Sabtu, 04 April 2020 08:58

Gegara Corona, Hanya Dua Pekan, 10 Juta Lebih Orang Jadi Pengangguran

Fusuy
Konten Redaksi Rakyatku.Com
Korban corona yang diturunkan dari kendaraan. (int)
Korban corona yang diturunkan dari kendaraan. (int)

Wabah virus corona, telah membuat 10 juta warga Amerika Serikat (AS) kehilangan pekerjaan. Itu hanya berlangsung dalam waktu dua minggu.

RAKYATKU.COM-- Wabah virus corona, telah membuat 10 juta warga Amerika Serikat (AS) kehilangan pekerjaan. Itu hanya berlangsung dalam waktu dua minggu. Akibatnya, hal ini, memunculkan masalah paling parah di sektor pasar kerja AS.

Para ekonom telah memperingatkan bahwa tingkat pengangguran dapat mencapai level yang tidak terbayangkan sejak wabah COVID-19 menyebar.

Sementara di sisi lain, secara bersamaan, kebutuhan untuk ventilator dan alat pelindung diri (APD) bagi tenaga medis semakin langka. Angka kematian akibat COVID-19 pun dikabarkan terus meningkat.  Kota New York, menjadi wilayah paling 'mematikan' di AS. Jumlah korban meninggal hampir 2.400 orang akibat COVID-19.

Satu Juta Lebih

Merujuk data Universitas Johns Hopkins di AS, jumlah infeksi COVID-19 di seluruh dunia, telah melampau angka satu juta orang lebih. Korban meninggal lebih 50.000 orang.

Meski angka sebenarnya diyakini jauh lebih tinggi,  karena kurangnya alat pengujian. Banyak kasus terinfeksi COVID-19 ringan yang tidak dilaporkan dan kemungkinan beberapa negara menutupi tingkat wabah mereka.

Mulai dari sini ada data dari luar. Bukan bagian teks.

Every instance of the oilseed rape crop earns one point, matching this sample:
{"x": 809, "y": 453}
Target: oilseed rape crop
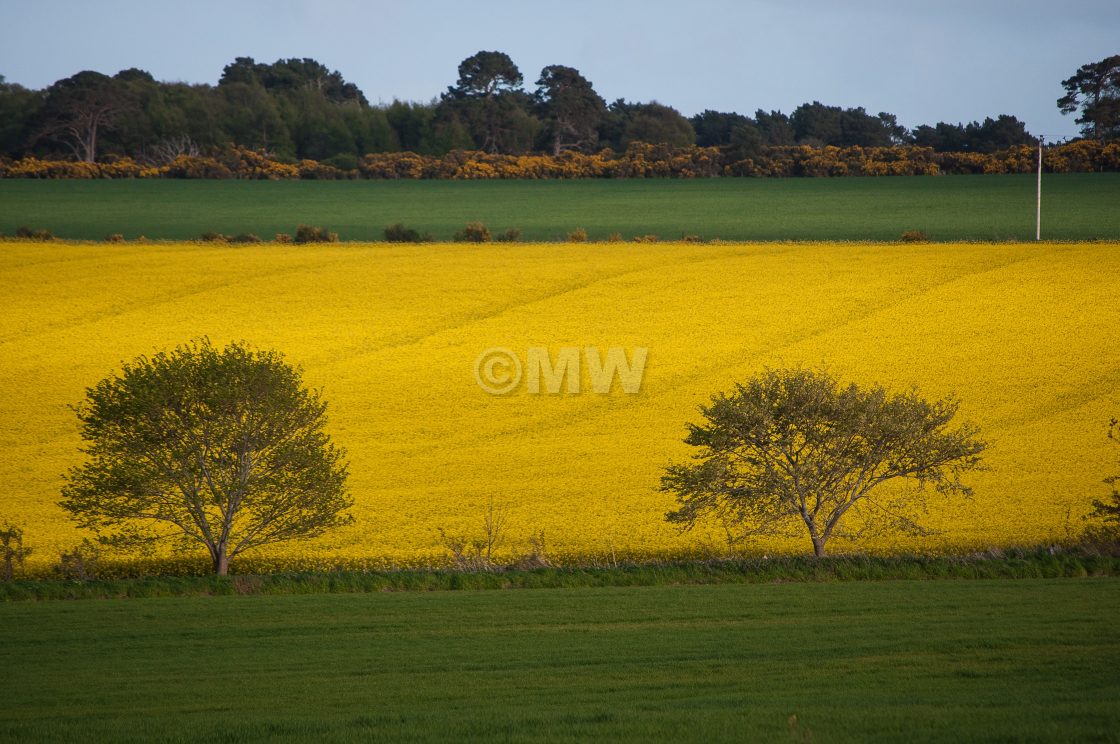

Sementara itu, ekonomi yang semakin terpuruk hampir pasti menandakan dimulainya resesi global atau kelesuan di sektor ekonomi dunia, dengan banyaknya orang kehilangan pekerjaan.

“Kecemasan saya memuncak. Tidak tahu apa yang akan terjadi,” ujar Laura Wieder, mantan manajer bar olahraga di Bellefontaine, Ohio, yang diberhentikan dari pekerjaannya karena tempatnya telah ditutup, seperti dikutip dari Detik.com.

Sebuah jajak pendapat dari The Associated Press-NORC Center untuk Penelitian Urusan Publik menunjukkan, sekitar setengah dari keseluruhan warga AS yang saat ini masih bekerja di tengah pandemi COVID-19, melaporkan tentang berkurangnya penghasilan mereka. Sementara, orang miskin dan mereka yang tidak memiliki gelar sarjana, disebut menjadi kelompok yang paling rentan kehilangan pekerjaan.

Rumah Pemakaman Kewalahan

Krisis kesehatan di kota New York, juga semakin 'terpukul’. Itu karena rumah pemakaman atau tempat jenazah dipersiapkan untuk dikubur atau dikremasi, harus menampung 185 peti jenazah, tiga kali lipat dari kapasitas normal.

Dengan lebih dari 240.000 orang terinfeksi COVID-19 di AS dan jumlah kematian melampaui 5.800 orang, Badan Manajemen Darurat Federal (FEMA) tengah meminta Pentagon untuk mengirim 100.000 kantong jenazah karena kemungkinan rumah pemakaman akan kewalahan.

Ancaman kelangkaan obat

Setidaknya satu juta orang di Eropa diperkirakan kehilangan pekerjaan selama periode yang sama. Jumlah sebenarnya, mungkin jauh lebih tinggi.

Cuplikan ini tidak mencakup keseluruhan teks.